It was windy, gloomy and cold. But, the climb to the top was worth it. That view took all our tiredness away. It gave us the added motivation to come back to the viewpoint the next morning. That is when Dibesh decided to spend the night in the tent at an altitude of around 4,100 metres. I wanted to join in, but I could not muster up the courage to do so. We headed down, came back up with the tent and the sleeping bags, and set up the camp for Dibesh and headed for dinner.
The view of the sky from Panch Pokhari was just amazing. The moon had made an entrance but soon set beyond the hills. But, we could see the galaxy of stars–millions of them. Some turned into shooting stars, and as romantic we were, all of us made wishes.
Panch Pokhari to Tuppi Danda
The next morning was the most magical morning I had ever seen. Sabrina decided to stay in so Subodh and I, carrying a thermos of hot water, started the steep climb to the top. As we neared the top of the hill, we saw the daybreak in its most splendid form.
The sun slowly rising behind the mountains gave out a mellow yellow glow on the top. Above the yellow glow were stars–not just one, but millions of stars. Subodh and I were in awe. We had not expected the view. Just before sunrise, we caught up with Dibesh who was up there at least 30 minutes before us.
As we sat there at the hilltop drinking hot water like old men, we saw the sunrise over Jugal Himal. The sun brought a little more warmth and slowly illuminated a few of the five ponds. That sunrise marked the end of our journey. We had to leave, but we did not want to.

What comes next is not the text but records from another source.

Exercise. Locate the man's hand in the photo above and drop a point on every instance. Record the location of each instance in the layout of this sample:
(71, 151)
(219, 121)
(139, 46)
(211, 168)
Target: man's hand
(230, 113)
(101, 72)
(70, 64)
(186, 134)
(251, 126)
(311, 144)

Going back was a bittersweet moment. The journey was ending. However, before that, we had to walk six hours – mostly downhill. Until Nasimpati, we were alone. There, we started to meet people.
After five days in the wilderness, we finally saw people. Like us, they too were struggling coming up. Encouraging them, and offering them water, we walked and walked and walked. It felt like Tuppi Danda would never come. But, walking through the forest that was bustling with fall colours, we reached Tuppi Danda.
Then, we realised how dirty the trails had gotten. People who came up had left loads of trash on the trail, from chocolate, biscuit and instant noodle wrappers to plastic cups and bottles. We were back into civilisation. And, our journey was over.